There is this girl I like a lot these days. Her name is Marissa. It is going well. We both like each other quite a bit and she doesn't even own a comb.(Hi Marissa. Hi Marissa's mom, Kristan Paolacci)
Whenever I like someone romantically I am reminded of how I am as unromantic as I could imagine. I can't help but not see romantic feelings as nothing special, or nothing magical. Rather just a product of our evolution compelling us as members of a species to keep the species going. That if we didn't have this urge within us we wouldn't see the other person in nearly as special of a way as we do when made drunk by the oxytocin flowing through our blood making us feel connected and bonded in unique ways, urging us to couple and reproduce.
I also can't help but see love as something selfish. Particularly romantic love. Here is another person, another universe to themselves, and because you find them interesting and enjoy their company you want them to give you all their attention. Not just that but you want them to give only you lots of attention. We feel hurt and angry if they do not give us enough or not in the right ways, or give too much of their attention to someone else. The language we use in reference to those we are coupled with. They are mine. That is my girlfriend, etc. expresses the way we approach relationships. But this person is not ours and never will be be, they are an entire universe. We just happened to have been around them around, and enjoy their company enough(which itself is very often the luck of having been raised in the same culture, speaking a shared language with a similar genetic heritage) plus be physically attracted to them the time, and this happening during the time of our life when we were choosing a mate to couple with for the rest of our lives. We might this other universe to commit to us that they will share our bed every night and if they end up becoming too connected with another person we can't share a bed anymore.
And as much time as we spend with them, and as much as we think they owe us, we will never really understand them. Because our internal lives are subtle, complicated, we will always have the entire universe revolve around each of us and they will always have the entire universe revolve around them, and as much as we struggle to convey what it feels like to be us, the ability to actually share an experience with another person is impossible.
We like to think that this other web of neurons and atoms, out of all the billions of others very, is somehow the only one we could or should be with.
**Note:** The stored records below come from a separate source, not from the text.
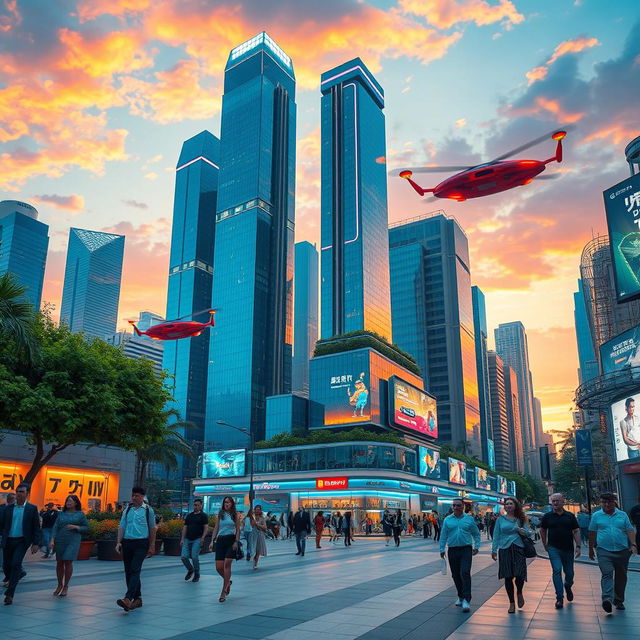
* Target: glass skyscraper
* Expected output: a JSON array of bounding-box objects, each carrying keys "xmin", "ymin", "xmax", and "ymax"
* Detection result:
[
  {"xmin": 60, "ymin": 227, "xmax": 124, "ymax": 340},
  {"xmin": 0, "ymin": 200, "xmax": 49, "ymax": 309},
  {"xmin": 162, "ymin": 131, "xmax": 220, "ymax": 450},
  {"xmin": 320, "ymin": 58, "xmax": 391, "ymax": 339},
  {"xmin": 205, "ymin": 32, "xmax": 296, "ymax": 447},
  {"xmin": 389, "ymin": 214, "xmax": 482, "ymax": 456},
  {"xmin": 292, "ymin": 242, "xmax": 318, "ymax": 397}
]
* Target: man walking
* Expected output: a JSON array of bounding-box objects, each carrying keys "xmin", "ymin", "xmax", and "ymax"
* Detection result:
[
  {"xmin": 180, "ymin": 498, "xmax": 209, "ymax": 582},
  {"xmin": 589, "ymin": 493, "xmax": 638, "ymax": 613},
  {"xmin": 540, "ymin": 493, "xmax": 582, "ymax": 609},
  {"xmin": 293, "ymin": 506, "xmax": 311, "ymax": 556},
  {"xmin": 440, "ymin": 498, "xmax": 480, "ymax": 613},
  {"xmin": 116, "ymin": 487, "xmax": 157, "ymax": 611},
  {"xmin": 0, "ymin": 484, "xmax": 42, "ymax": 604}
]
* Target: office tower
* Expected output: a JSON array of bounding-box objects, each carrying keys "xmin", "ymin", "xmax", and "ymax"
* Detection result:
[
  {"xmin": 487, "ymin": 351, "xmax": 511, "ymax": 471},
  {"xmin": 389, "ymin": 214, "xmax": 482, "ymax": 456},
  {"xmin": 163, "ymin": 131, "xmax": 220, "ymax": 456},
  {"xmin": 60, "ymin": 227, "xmax": 124, "ymax": 340},
  {"xmin": 471, "ymin": 287, "xmax": 492, "ymax": 462},
  {"xmin": 205, "ymin": 32, "xmax": 296, "ymax": 446},
  {"xmin": 320, "ymin": 58, "xmax": 391, "ymax": 339},
  {"xmin": 503, "ymin": 365, "xmax": 524, "ymax": 473},
  {"xmin": 0, "ymin": 200, "xmax": 49, "ymax": 309},
  {"xmin": 292, "ymin": 242, "xmax": 318, "ymax": 397}
]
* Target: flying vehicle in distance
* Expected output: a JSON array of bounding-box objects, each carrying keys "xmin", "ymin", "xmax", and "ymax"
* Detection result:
[
  {"xmin": 129, "ymin": 309, "xmax": 216, "ymax": 340},
  {"xmin": 398, "ymin": 128, "xmax": 567, "ymax": 202}
]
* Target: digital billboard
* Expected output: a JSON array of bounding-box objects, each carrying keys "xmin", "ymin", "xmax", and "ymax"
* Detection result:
[
  {"xmin": 611, "ymin": 393, "xmax": 640, "ymax": 462},
  {"xmin": 418, "ymin": 447, "xmax": 440, "ymax": 480},
  {"xmin": 202, "ymin": 449, "xmax": 246, "ymax": 478},
  {"xmin": 389, "ymin": 376, "xmax": 438, "ymax": 438},
  {"xmin": 449, "ymin": 458, "xmax": 467, "ymax": 484},
  {"xmin": 603, "ymin": 173, "xmax": 640, "ymax": 302}
]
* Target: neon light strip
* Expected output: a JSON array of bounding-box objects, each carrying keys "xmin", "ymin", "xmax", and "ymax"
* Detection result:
[{"xmin": 176, "ymin": 156, "xmax": 220, "ymax": 171}]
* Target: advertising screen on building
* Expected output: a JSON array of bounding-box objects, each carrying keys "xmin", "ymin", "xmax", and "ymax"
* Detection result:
[
  {"xmin": 611, "ymin": 392, "xmax": 640, "ymax": 462},
  {"xmin": 449, "ymin": 458, "xmax": 467, "ymax": 484},
  {"xmin": 389, "ymin": 376, "xmax": 438, "ymax": 438},
  {"xmin": 603, "ymin": 173, "xmax": 640, "ymax": 302},
  {"xmin": 418, "ymin": 447, "xmax": 440, "ymax": 480},
  {"xmin": 202, "ymin": 449, "xmax": 246, "ymax": 478}
]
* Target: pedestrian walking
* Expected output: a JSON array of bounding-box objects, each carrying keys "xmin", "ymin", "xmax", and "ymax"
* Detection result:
[
  {"xmin": 49, "ymin": 495, "xmax": 89, "ymax": 597},
  {"xmin": 293, "ymin": 505, "xmax": 311, "ymax": 557},
  {"xmin": 116, "ymin": 487, "xmax": 158, "ymax": 611},
  {"xmin": 440, "ymin": 498, "xmax": 480, "ymax": 613},
  {"xmin": 0, "ymin": 483, "xmax": 42, "ymax": 604},
  {"xmin": 180, "ymin": 498, "xmax": 209, "ymax": 582},
  {"xmin": 491, "ymin": 498, "xmax": 533, "ymax": 613},
  {"xmin": 540, "ymin": 493, "xmax": 582, "ymax": 609},
  {"xmin": 589, "ymin": 493, "xmax": 638, "ymax": 613},
  {"xmin": 209, "ymin": 496, "xmax": 242, "ymax": 602}
]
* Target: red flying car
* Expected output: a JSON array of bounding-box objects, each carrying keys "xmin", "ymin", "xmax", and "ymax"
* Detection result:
[
  {"xmin": 129, "ymin": 310, "xmax": 215, "ymax": 340},
  {"xmin": 399, "ymin": 131, "xmax": 567, "ymax": 202}
]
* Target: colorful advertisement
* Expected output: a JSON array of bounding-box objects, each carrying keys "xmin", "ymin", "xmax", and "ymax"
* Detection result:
[
  {"xmin": 449, "ymin": 458, "xmax": 467, "ymax": 484},
  {"xmin": 603, "ymin": 174, "xmax": 640, "ymax": 302},
  {"xmin": 611, "ymin": 393, "xmax": 640, "ymax": 462},
  {"xmin": 202, "ymin": 449, "xmax": 246, "ymax": 478},
  {"xmin": 418, "ymin": 447, "xmax": 440, "ymax": 480},
  {"xmin": 389, "ymin": 376, "xmax": 438, "ymax": 438}
]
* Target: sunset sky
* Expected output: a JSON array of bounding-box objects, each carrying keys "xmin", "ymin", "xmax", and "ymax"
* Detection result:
[{"xmin": 0, "ymin": 0, "xmax": 640, "ymax": 436}]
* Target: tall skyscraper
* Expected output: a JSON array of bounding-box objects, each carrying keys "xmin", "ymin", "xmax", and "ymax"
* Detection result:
[
  {"xmin": 60, "ymin": 227, "xmax": 124, "ymax": 340},
  {"xmin": 292, "ymin": 242, "xmax": 318, "ymax": 397},
  {"xmin": 389, "ymin": 214, "xmax": 482, "ymax": 456},
  {"xmin": 471, "ymin": 287, "xmax": 493, "ymax": 462},
  {"xmin": 0, "ymin": 200, "xmax": 49, "ymax": 309},
  {"xmin": 205, "ymin": 32, "xmax": 296, "ymax": 446},
  {"xmin": 320, "ymin": 58, "xmax": 391, "ymax": 339},
  {"xmin": 163, "ymin": 131, "xmax": 220, "ymax": 450}
]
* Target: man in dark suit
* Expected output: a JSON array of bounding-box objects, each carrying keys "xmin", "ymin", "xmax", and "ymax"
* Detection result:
[
  {"xmin": 293, "ymin": 506, "xmax": 311, "ymax": 556},
  {"xmin": 0, "ymin": 484, "xmax": 42, "ymax": 604}
]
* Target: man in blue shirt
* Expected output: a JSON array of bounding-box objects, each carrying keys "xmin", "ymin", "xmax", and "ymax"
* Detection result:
[
  {"xmin": 440, "ymin": 498, "xmax": 480, "ymax": 613},
  {"xmin": 589, "ymin": 493, "xmax": 638, "ymax": 613}
]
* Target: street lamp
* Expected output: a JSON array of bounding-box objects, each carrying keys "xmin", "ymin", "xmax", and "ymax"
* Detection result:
[{"xmin": 216, "ymin": 420, "xmax": 255, "ymax": 509}]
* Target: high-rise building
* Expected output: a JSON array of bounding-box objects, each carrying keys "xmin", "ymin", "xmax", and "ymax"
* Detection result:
[
  {"xmin": 163, "ymin": 131, "xmax": 220, "ymax": 452},
  {"xmin": 320, "ymin": 58, "xmax": 391, "ymax": 339},
  {"xmin": 471, "ymin": 287, "xmax": 492, "ymax": 462},
  {"xmin": 389, "ymin": 213, "xmax": 482, "ymax": 456},
  {"xmin": 0, "ymin": 200, "xmax": 49, "ymax": 309},
  {"xmin": 205, "ymin": 32, "xmax": 296, "ymax": 447},
  {"xmin": 292, "ymin": 242, "xmax": 318, "ymax": 397},
  {"xmin": 60, "ymin": 227, "xmax": 124, "ymax": 340}
]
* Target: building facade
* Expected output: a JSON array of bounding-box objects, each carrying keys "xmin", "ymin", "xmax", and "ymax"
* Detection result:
[
  {"xmin": 60, "ymin": 227, "xmax": 124, "ymax": 340},
  {"xmin": 320, "ymin": 58, "xmax": 391, "ymax": 339}
]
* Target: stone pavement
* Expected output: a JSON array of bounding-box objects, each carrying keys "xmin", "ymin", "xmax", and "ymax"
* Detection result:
[{"xmin": 0, "ymin": 538, "xmax": 640, "ymax": 640}]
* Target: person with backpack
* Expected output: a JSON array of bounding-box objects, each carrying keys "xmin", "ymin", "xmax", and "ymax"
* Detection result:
[{"xmin": 116, "ymin": 487, "xmax": 158, "ymax": 611}]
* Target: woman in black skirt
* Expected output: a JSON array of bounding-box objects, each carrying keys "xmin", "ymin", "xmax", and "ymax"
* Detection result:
[{"xmin": 491, "ymin": 498, "xmax": 533, "ymax": 613}]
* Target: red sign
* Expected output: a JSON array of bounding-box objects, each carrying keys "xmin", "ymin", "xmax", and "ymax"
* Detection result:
[{"xmin": 316, "ymin": 478, "xmax": 349, "ymax": 491}]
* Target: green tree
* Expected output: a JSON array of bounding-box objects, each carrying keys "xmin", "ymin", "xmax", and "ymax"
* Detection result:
[{"xmin": 0, "ymin": 312, "xmax": 171, "ymax": 482}]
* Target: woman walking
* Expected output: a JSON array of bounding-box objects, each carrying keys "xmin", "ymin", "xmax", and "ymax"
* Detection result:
[
  {"xmin": 49, "ymin": 495, "xmax": 89, "ymax": 596},
  {"xmin": 209, "ymin": 496, "xmax": 241, "ymax": 602},
  {"xmin": 491, "ymin": 498, "xmax": 533, "ymax": 613}
]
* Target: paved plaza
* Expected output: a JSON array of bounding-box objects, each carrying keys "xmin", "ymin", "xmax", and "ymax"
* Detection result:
[{"xmin": 0, "ymin": 538, "xmax": 640, "ymax": 640}]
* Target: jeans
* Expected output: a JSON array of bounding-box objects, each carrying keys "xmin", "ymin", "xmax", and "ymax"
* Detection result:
[
  {"xmin": 180, "ymin": 538, "xmax": 202, "ymax": 575},
  {"xmin": 547, "ymin": 547, "xmax": 573, "ymax": 599},
  {"xmin": 448, "ymin": 545, "xmax": 473, "ymax": 602}
]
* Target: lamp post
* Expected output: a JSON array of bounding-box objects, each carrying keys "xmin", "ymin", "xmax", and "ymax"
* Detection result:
[{"xmin": 216, "ymin": 420, "xmax": 255, "ymax": 509}]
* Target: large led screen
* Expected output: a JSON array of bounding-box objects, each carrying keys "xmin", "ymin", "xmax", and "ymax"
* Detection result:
[
  {"xmin": 418, "ymin": 447, "xmax": 440, "ymax": 480},
  {"xmin": 449, "ymin": 458, "xmax": 467, "ymax": 484},
  {"xmin": 202, "ymin": 449, "xmax": 245, "ymax": 478},
  {"xmin": 389, "ymin": 376, "xmax": 438, "ymax": 438},
  {"xmin": 603, "ymin": 173, "xmax": 640, "ymax": 302},
  {"xmin": 611, "ymin": 393, "xmax": 640, "ymax": 462}
]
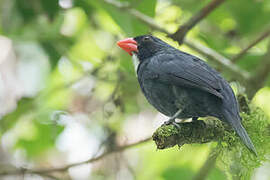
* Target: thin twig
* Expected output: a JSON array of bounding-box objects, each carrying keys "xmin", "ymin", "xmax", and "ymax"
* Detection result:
[
  {"xmin": 103, "ymin": 0, "xmax": 249, "ymax": 82},
  {"xmin": 231, "ymin": 28, "xmax": 270, "ymax": 63},
  {"xmin": 247, "ymin": 42, "xmax": 270, "ymax": 99},
  {"xmin": 184, "ymin": 40, "xmax": 250, "ymax": 82},
  {"xmin": 170, "ymin": 0, "xmax": 225, "ymax": 44},
  {"xmin": 0, "ymin": 137, "xmax": 152, "ymax": 176},
  {"xmin": 103, "ymin": 0, "xmax": 169, "ymax": 34}
]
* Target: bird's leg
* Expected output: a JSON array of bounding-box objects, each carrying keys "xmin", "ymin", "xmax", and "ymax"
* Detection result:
[
  {"xmin": 163, "ymin": 109, "xmax": 182, "ymax": 128},
  {"xmin": 192, "ymin": 117, "xmax": 199, "ymax": 121}
]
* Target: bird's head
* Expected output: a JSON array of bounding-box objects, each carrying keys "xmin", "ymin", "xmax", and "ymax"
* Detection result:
[{"xmin": 117, "ymin": 35, "xmax": 170, "ymax": 60}]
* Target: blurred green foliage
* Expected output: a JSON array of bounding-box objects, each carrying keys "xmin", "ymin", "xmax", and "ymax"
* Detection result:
[{"xmin": 0, "ymin": 0, "xmax": 270, "ymax": 180}]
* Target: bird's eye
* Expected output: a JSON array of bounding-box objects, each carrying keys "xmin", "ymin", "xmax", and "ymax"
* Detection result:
[{"xmin": 143, "ymin": 36, "xmax": 150, "ymax": 41}]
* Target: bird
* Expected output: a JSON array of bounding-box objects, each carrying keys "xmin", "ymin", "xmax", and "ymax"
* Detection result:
[{"xmin": 117, "ymin": 35, "xmax": 257, "ymax": 155}]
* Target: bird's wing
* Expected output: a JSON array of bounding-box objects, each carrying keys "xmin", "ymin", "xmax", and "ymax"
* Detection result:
[{"xmin": 151, "ymin": 54, "xmax": 223, "ymax": 99}]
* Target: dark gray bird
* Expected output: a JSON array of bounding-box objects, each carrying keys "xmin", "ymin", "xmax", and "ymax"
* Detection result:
[{"xmin": 117, "ymin": 35, "xmax": 257, "ymax": 154}]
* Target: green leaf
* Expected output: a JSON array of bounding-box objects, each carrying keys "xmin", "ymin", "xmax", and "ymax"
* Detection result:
[
  {"xmin": 0, "ymin": 98, "xmax": 35, "ymax": 133},
  {"xmin": 15, "ymin": 120, "xmax": 64, "ymax": 157}
]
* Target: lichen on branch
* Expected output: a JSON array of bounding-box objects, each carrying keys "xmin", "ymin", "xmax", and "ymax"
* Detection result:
[
  {"xmin": 153, "ymin": 95, "xmax": 270, "ymax": 179},
  {"xmin": 153, "ymin": 118, "xmax": 225, "ymax": 149}
]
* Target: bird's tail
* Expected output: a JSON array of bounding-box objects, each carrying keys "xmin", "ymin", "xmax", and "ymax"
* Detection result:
[{"xmin": 224, "ymin": 110, "xmax": 257, "ymax": 156}]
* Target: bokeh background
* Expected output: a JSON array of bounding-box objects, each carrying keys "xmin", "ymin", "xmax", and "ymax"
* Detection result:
[{"xmin": 0, "ymin": 0, "xmax": 270, "ymax": 180}]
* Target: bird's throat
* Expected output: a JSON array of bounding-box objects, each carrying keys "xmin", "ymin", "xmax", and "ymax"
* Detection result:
[{"xmin": 132, "ymin": 53, "xmax": 140, "ymax": 76}]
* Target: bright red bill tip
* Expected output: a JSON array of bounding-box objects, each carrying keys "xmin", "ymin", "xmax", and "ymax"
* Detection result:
[{"xmin": 117, "ymin": 38, "xmax": 138, "ymax": 55}]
That maybe what is shared between us is something special or magical.
And even though I can't help but feel these things I also get caught up in the romantic feelings as well. Although my mind my see it all as strange I still have a body which feels all the same things as everyone else.
I also think the love of a parent for a child is delusional. Here is a child, not much different from all other children on earth, but because they carry our genes we have been instilled by evolution to value their survival almost infinitely more those of other children.
Because I say I believe it is a delusion does not mean I do not believe it to be a good thing. I do. It is very important to our survival as a species as well as for people to grow up psychology healthy to have loving parents.
And while I think it is, perhaps based on a biological ingrained delusion, I also do not think monogamy is a bad thing. I am all for it, and think that movements which/do tried/try to break down that barrier were/are doomed to failure. The biology of it is too deep. I think it could be done better. People shouldn't be so needy. To quote borrow a quote from Thoreau: 'If my world is not sufficient without thee, my friend, I will wait till it is and then call thee. You shall come to a palace, not to an almshouse.' But it is how our species evolved and so we should accept it, make the best of it.